FHC em seu discurso de posse na Academia Brasileira de Letras (ABL), ainda em 2013 e antes de quaisquer autores falarem em “uberizações”, também exortou sobre as mudanças que as novas e conectadas formas de comunicação, relacionamento e consumo, já desencadeavam: “Não se trata só de “ensinar”, mas de “aprender” Não estamos diante de uma elite que sabe e de um povo que desconhece. O momento é de respeito à pluralidade das identidades culturais e de reconstrução das instituições para que elas captem e representem o sentimento e os novos interesses da população. Só assim poderemos manter acesa a chama da liberdade, do respeito à representação e da autoridade legítima e evitar que formas abertas ou disfarçadas de autoritarismo e violência ocupem a cena.”
Em suma, a arena política no Brasil está em ebulição, o sentimento de insatisfação parece ser generalizado. Para alguns, por conta da demora, ou até mesmo, a falta de respostas das instituições. Para outros, a cena parece ser dominada por quem grita mais alto.

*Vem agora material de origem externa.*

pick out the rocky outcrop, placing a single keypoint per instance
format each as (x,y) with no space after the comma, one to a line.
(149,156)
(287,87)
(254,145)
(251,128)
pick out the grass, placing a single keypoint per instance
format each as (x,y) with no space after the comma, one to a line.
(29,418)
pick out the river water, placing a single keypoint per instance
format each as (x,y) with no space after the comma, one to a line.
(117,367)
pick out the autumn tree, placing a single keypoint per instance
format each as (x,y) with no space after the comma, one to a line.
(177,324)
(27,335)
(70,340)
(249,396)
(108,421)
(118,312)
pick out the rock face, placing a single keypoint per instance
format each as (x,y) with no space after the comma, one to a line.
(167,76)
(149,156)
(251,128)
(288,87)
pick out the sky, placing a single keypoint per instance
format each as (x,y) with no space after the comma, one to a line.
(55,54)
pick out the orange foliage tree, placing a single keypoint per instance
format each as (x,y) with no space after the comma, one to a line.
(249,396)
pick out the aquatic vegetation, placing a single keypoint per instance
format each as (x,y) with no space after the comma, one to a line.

O fato é que o cenário exige dos verdadeiros democratas atenção redobrada, para que as transformações tecnológicas deste nosso tempo, ao invés de alimentar radicais bolhas alienantes, sirvam para construir pontes de convergência, radicalizando assim a democracia, a liberdade e a transparência.
Edson Lau é diretor de Marketing Político e Eleitoral do Instituto Teotônio Vilela-Paraná e Presidente do PSDB de Curitiba.